The immune system provides immunity and fight unwanted cells in your body. However, if the immune system is unable to do so, the cells can stay and continue to grow in the body, which in time, lead to cancer. According to National Cancer Institute (NCI), It may take 10 to 20 years for a tumor to develop.
In the United States, around 3% and 2% of all cancers in females and males respectively, stem from HPV.
The infection can increase the risk of developing cancer of the cervix, vulva, vagina, penis, anus and oropharynx, includng the base of the tongue and the tonsils.
How to avoid been infected
Few things you can do to help prevent HPV:
- Get the HPV vaccine to prevent HPV cancers, genital warts and and encourage your partner to do the same.
- Consider abstinence if you’re not ready or Don’t want to have sex.
- Don’t start having sex too young.
- Limit your number of sexual partners, at any age.
- For every sexual encounter, use condoms.
- Circumcision may lower your risk, for men.
- Strengthen your immune system by adopting a healthy lifestyle.
Treatment for HPV
Recently, there is no treatment for HPV, they go away on their own. The doctor in charge will likely want you to come for repeat testing in a year to see if the HPV infection persists and if any cell changes have developed that need further follow-up.

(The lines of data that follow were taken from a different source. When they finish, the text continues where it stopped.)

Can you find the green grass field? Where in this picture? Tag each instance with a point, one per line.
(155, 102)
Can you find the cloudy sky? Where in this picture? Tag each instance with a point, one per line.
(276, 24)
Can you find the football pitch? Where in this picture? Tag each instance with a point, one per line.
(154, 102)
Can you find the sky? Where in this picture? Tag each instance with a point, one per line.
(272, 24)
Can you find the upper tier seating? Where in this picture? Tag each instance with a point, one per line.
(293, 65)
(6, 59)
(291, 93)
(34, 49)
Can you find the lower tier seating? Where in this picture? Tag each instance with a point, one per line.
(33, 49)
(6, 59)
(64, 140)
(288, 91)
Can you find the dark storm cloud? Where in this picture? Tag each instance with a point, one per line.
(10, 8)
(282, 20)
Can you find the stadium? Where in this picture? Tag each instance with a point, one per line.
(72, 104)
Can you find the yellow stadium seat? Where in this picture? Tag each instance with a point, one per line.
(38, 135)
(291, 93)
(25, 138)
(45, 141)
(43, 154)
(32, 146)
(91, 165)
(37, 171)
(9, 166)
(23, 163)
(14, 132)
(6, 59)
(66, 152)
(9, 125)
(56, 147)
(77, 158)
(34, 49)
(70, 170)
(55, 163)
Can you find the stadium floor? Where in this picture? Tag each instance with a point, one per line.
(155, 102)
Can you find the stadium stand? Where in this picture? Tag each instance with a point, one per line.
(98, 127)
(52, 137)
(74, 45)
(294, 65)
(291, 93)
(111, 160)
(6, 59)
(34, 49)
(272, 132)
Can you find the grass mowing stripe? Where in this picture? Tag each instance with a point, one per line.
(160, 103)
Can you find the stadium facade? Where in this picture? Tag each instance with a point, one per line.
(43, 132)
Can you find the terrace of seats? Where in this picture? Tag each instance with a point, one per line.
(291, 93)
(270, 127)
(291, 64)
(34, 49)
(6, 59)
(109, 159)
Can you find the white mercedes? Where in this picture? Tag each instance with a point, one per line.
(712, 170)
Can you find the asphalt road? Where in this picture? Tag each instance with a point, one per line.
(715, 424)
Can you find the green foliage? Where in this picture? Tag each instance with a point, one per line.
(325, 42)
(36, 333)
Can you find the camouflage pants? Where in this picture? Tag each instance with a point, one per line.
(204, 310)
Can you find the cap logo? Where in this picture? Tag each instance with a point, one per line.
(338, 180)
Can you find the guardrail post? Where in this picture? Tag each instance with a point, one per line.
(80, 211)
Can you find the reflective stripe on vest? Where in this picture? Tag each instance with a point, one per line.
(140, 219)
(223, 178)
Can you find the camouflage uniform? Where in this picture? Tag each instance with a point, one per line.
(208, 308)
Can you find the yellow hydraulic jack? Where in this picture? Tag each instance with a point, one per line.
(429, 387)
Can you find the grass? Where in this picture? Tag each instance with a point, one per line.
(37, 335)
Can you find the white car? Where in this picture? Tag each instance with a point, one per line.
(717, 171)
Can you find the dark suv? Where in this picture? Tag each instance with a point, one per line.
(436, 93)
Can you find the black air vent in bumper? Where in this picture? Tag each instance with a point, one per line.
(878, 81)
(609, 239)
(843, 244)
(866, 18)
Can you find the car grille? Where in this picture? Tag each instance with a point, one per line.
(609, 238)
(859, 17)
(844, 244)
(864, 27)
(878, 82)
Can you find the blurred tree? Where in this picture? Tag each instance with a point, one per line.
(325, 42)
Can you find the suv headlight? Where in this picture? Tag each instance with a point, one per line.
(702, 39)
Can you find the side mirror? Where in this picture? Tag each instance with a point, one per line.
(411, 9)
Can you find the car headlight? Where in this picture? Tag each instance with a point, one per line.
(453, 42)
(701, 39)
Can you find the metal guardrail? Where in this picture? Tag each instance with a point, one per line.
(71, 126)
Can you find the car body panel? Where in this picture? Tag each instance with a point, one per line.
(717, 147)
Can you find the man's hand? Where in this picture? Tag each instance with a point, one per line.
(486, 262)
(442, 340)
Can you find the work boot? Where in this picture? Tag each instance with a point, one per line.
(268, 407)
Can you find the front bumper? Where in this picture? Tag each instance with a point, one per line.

Though, genital warts can be treated with prescription medications, burning with an electrical current, or freezing with liquid nitrogen. But, getting rid of the warts does not treat the virus itself, and the warts may return.
Precancerous cells can be removed through a short procedure that’s performed at your doctor’s office. Methods such as chemotherapy, radiation therapy, or surgery may be use to treat cancers that develop from HPV. Though, multiple methods may be used sometimes.
However, there isn’t any medically-supported natural treatments available for HPV infection.
Routine screening for HPV and cervical cancer is important for identifying, monitoring, and treating health problems that may result from HPV infection.